BOOK REVIEW

By

Jack Rummel

 

 

 

 

The Ragtime Fool

Larry Karp, author

ISBN 978-1-59058-699-0, Poisoned Pen Press, hardcover

 

     A trilogy is a series of three works (in this case, novels) which, although each one is complete in itself, come together and form one theme.  In the case of Larry Karp’s three mysteries, the theme is ragtime and, peripherally but importantly, the life of Scott Joplin.

    In the first book, The Ragtime Kid (ISBN 1-59058-326-4), we are introduced to young Brun Campbell as he runs off to Sedalia, MO to meet Joplin and learn ragtime.  The second volume, King of Ragtime (ISBN 978-1-59058-526-9), is set in New York City and involves Joplin and Irving Berlin, with John and Nell Stark (father and daughter) as amateur sleuths.  Yes, each work involves a murder (what is a mystery without a corpse?), but there is also much delightful ragtime history and character development that augments the suspense and the obligatory twists at the end.

     Book three, The Ragtime Fool, involves the characters we have previously met and, in a sense, brings closure to the overriding theme.  The year is 1951 and the City of Sedalia is about to recognize Joplin, their adopted son, with a ceremony (read: notoriety + tourists = $$$).  Campbell, now an aging barber living in California who still considers Joplin to be his hero, wants to attend but has no money to do so.  Then word arrives that Lottie Joplin, Scott’s widow, has a journal written in his own hand and is willing to sell it.
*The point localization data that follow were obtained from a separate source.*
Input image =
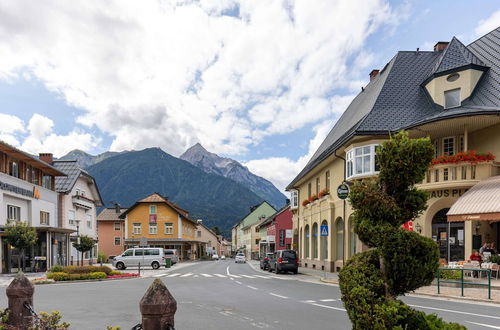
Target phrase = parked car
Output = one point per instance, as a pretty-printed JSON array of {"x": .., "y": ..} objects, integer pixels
[
  {"x": 264, "y": 261},
  {"x": 172, "y": 254},
  {"x": 240, "y": 257},
  {"x": 154, "y": 257},
  {"x": 284, "y": 261}
]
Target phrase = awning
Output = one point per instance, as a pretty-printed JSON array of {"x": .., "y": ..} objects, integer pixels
[{"x": 480, "y": 203}]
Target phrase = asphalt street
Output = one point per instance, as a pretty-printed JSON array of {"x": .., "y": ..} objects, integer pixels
[{"x": 225, "y": 295}]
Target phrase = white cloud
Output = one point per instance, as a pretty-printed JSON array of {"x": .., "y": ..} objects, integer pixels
[{"x": 488, "y": 24}]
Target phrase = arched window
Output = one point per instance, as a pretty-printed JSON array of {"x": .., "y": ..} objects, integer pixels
[
  {"x": 306, "y": 241},
  {"x": 353, "y": 237},
  {"x": 315, "y": 238},
  {"x": 339, "y": 234},
  {"x": 324, "y": 243}
]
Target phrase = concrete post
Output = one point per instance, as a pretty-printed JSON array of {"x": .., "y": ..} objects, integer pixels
[
  {"x": 158, "y": 307},
  {"x": 19, "y": 292}
]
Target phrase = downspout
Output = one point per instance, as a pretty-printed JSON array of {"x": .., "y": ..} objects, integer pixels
[{"x": 345, "y": 220}]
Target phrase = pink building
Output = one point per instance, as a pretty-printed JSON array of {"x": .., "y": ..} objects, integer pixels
[{"x": 276, "y": 231}]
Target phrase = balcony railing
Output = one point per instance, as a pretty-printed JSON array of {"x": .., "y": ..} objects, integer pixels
[{"x": 461, "y": 174}]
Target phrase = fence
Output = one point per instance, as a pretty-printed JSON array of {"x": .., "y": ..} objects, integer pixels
[{"x": 157, "y": 306}]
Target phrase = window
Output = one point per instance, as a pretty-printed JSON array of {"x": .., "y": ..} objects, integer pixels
[
  {"x": 13, "y": 213},
  {"x": 362, "y": 161},
  {"x": 452, "y": 98},
  {"x": 449, "y": 146},
  {"x": 169, "y": 228},
  {"x": 89, "y": 221},
  {"x": 327, "y": 180},
  {"x": 71, "y": 217},
  {"x": 44, "y": 218},
  {"x": 294, "y": 194},
  {"x": 153, "y": 229},
  {"x": 47, "y": 181},
  {"x": 137, "y": 228}
]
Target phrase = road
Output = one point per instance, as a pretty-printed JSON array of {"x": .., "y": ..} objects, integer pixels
[{"x": 224, "y": 295}]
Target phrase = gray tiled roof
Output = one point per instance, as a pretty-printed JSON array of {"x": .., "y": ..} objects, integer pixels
[
  {"x": 64, "y": 184},
  {"x": 396, "y": 100},
  {"x": 454, "y": 56}
]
     Enter Alan Chandler, a 17-year-old music student in New York , who has just heard ragtime and is enthralled with it and also with Campbell as a living link to the ragtime era.  Separately, they each yearn to obtain the journal and deliver it in Sedalia during the plaque presentation.  But all of this may be thwarted by a group representing the Ku Klux Klan which intends to make a racist statement by dynamiting the proceedings.  It is easy to connect Chandler ’s excitement with that of Campbell ’s in book one, when he was the same age and similarly besotted with ragtime.  It is more emotionally difficult to deal with Campbell as an old man, plodding into the sunset carrying many unfulfilled dreams but suddenly given one last chance to make his mark.

     To divulge much more would be a disservice.  Karp fleshes out his characters, both heroes and villains, in such a manner that the reader is always on edge to find out what happens next.  Joplin ’s ghost looms large, as do those of John Stark and other Sedalia notables, and the picture the author paints of racism in 1951 is not a pretty one. 

     The book is carefully researched, however, (with 5 pages of bibliography) and the trilogy stands as a monumental work of ragtime historical fiction.  While this volume succeeds admirably on its own merits, if you have not read Larry Karp’s first two ragtime mysteries, you would be cheating yourself not to start at the beginning.

     Available at local bookstores.  The publisher’s suggested price is $24.95.  There is also a large-type soft-cover edition available.